The HS-SPME technique shows the highest concentration for thymol and carvacrol. The total thymol content agrees with the total thymol content obtained by Soxhlet extraction with ethyl acetate of about 63-65 mg/kg; however, carvacrol’s total content is very different. Carvacrol quantification by HS-SPME has a value of 83.40 mg/kg, while quantification using Soxhlet extraction with ethyl acetate is 10.71 mg/kg, which is eight times lower than the HS-SPME result. It might be related to the steric behavior of thymol and carvacrol (stereoisomers) and interactions with the fiber material (polyacrylate).
Method validation
Limits of detection (LOD) and quantification (LOQ) were estimated to evaluate the performance of the extraction methods and were calculated using the baseline noise and the signal, defined as three times the relation signal/noise for LOD and ten times for the LOQ (16). Figure 3 shows the calibration curves for each component (thymol and carvacrol) for the three different solvents used. LOD and LOQ values using Soxhlet extraction with ethyl acetate were 3.7 and 12.5 μL-1 for thymol and 1.4 and 4.7 μg L-1 for carvacrol, respectively. The HS-SPME technique gives better results for both substances since LOD, and LOQ values were 0.9 and 3.1 μg L-1 for thymol and 0.6 and 1.9 μg L-1 for carvacrol, respectively. The linearity of data was estimated via the linear correlation coefficient, where the lowest value found was 0.9892.

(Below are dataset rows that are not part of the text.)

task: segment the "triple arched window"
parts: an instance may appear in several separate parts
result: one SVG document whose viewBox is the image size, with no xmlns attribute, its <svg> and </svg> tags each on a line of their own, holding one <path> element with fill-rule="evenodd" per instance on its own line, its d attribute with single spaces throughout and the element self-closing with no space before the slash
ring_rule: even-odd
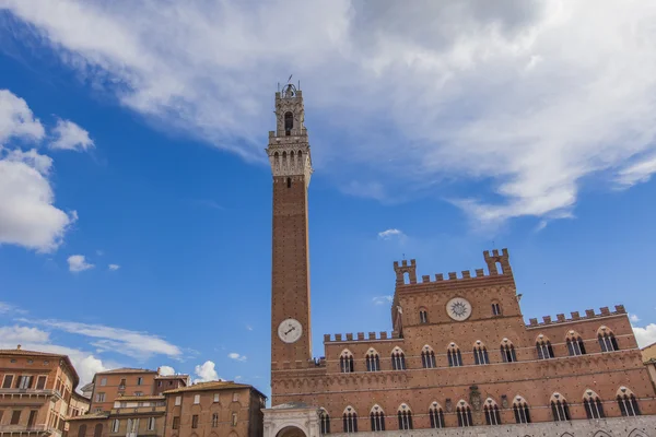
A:
<svg viewBox="0 0 656 437">
<path fill-rule="evenodd" d="M 435 352 L 427 344 L 421 350 L 421 365 L 423 368 L 435 368 Z"/>
<path fill-rule="evenodd" d="M 608 327 L 599 328 L 599 330 L 597 331 L 597 340 L 599 340 L 599 346 L 601 346 L 601 352 L 613 352 L 620 350 L 614 334 Z"/>
<path fill-rule="evenodd" d="M 538 359 L 553 358 L 553 349 L 548 338 L 540 334 L 536 339 L 536 350 L 538 351 Z"/>
<path fill-rule="evenodd" d="M 347 406 L 342 415 L 344 433 L 358 433 L 358 414 L 352 406 Z"/>
<path fill-rule="evenodd" d="M 444 410 L 437 402 L 433 402 L 429 409 L 431 428 L 444 428 Z"/>
<path fill-rule="evenodd" d="M 587 418 L 604 418 L 604 405 L 601 400 L 593 390 L 586 390 L 583 395 L 583 406 Z"/>
<path fill-rule="evenodd" d="M 473 344 L 473 364 L 490 364 L 488 350 L 480 340 L 477 340 Z"/>
<path fill-rule="evenodd" d="M 623 416 L 639 416 L 640 408 L 637 405 L 637 399 L 635 394 L 626 387 L 620 387 L 618 390 L 618 405 Z"/>
<path fill-rule="evenodd" d="M 448 345 L 446 357 L 448 358 L 448 367 L 459 367 L 462 365 L 462 354 L 460 354 L 460 347 L 456 343 Z"/>
<path fill-rule="evenodd" d="M 397 417 L 399 420 L 399 429 L 412 429 L 412 412 L 407 404 L 402 403 L 399 406 Z"/>
<path fill-rule="evenodd" d="M 473 425 L 473 422 L 471 421 L 471 409 L 466 401 L 458 401 L 458 406 L 456 406 L 456 415 L 458 416 L 458 426 Z"/>
<path fill-rule="evenodd" d="M 353 354 L 349 350 L 344 350 L 339 357 L 339 368 L 342 374 L 355 371 L 353 364 Z"/>
<path fill-rule="evenodd" d="M 570 356 L 585 355 L 585 343 L 576 331 L 567 332 L 565 343 L 567 345 L 567 353 Z"/>
<path fill-rule="evenodd" d="M 485 413 L 485 423 L 488 425 L 501 425 L 501 413 L 499 412 L 499 405 L 496 405 L 496 402 L 494 402 L 492 398 L 488 398 L 485 400 L 483 411 Z"/>
<path fill-rule="evenodd" d="M 366 352 L 365 363 L 366 371 L 380 370 L 380 357 L 378 356 L 378 353 L 375 349 L 372 347 Z"/>
<path fill-rule="evenodd" d="M 570 420 L 570 405 L 561 393 L 553 393 L 551 395 L 551 413 L 553 414 L 554 422 L 562 422 Z"/>
<path fill-rule="evenodd" d="M 372 430 L 385 430 L 385 412 L 378 405 L 374 405 L 370 412 Z"/>
<path fill-rule="evenodd" d="M 528 403 L 520 395 L 515 397 L 513 401 L 513 413 L 515 413 L 516 423 L 530 423 L 530 410 Z"/>
<path fill-rule="evenodd" d="M 391 351 L 391 368 L 393 370 L 406 370 L 406 354 L 400 347 Z"/>
<path fill-rule="evenodd" d="M 515 363 L 517 361 L 515 346 L 508 339 L 503 339 L 501 342 L 501 359 L 504 363 Z"/>
</svg>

Conclusions and implications
Oregano’s essential oil is positively identified in the swine feed powder using characteristic volatile compounds thymol and carvacrol using two different extraction methods: Soxhlet and HS-SPME. Among the organic solvents for Soxhlet extraction, petroleum ether was not suitable since it only extracted about 50 and 10 % of the total thymol and carvacrol content, respectively (relative to HS-SPME quantification). Furthermore, regarding the use of ethyl acetate in Soxhlet extraction, this solvent was able to extract all the thymol, but not the carvacrol, showing some sort of selectivity. For the HS-SPME technique, a 24-factorial design of experiments was performed to evaluate process parameters and obtain the highest possible S/N ratio. The proper conditions are equilibrium temperature (Teq) of 40 ºC, extraction temperature (Text) of 40 ºC, ionic strength (I) of 0.57 M, and extraction time (text) of 40 min. HS-SPME showed a nine-times better extraction performance compared to Soxhlet extraction, even with smaller sample amounts, with a limit of detection and quantification of 0.9 and 3.1 μg L-1 for thymol, and 0.6 and 1.9 μg L-1 for carvacrol, respectively. The results show that the HS-SPME method is more efficient for thymol and carvacrol extraction from an organic matrix and has the potential for a quality-control technique in the food industry to quantify the active compounds of oregano’s essential oil when used as an additive to an organic matrix such as swine feed.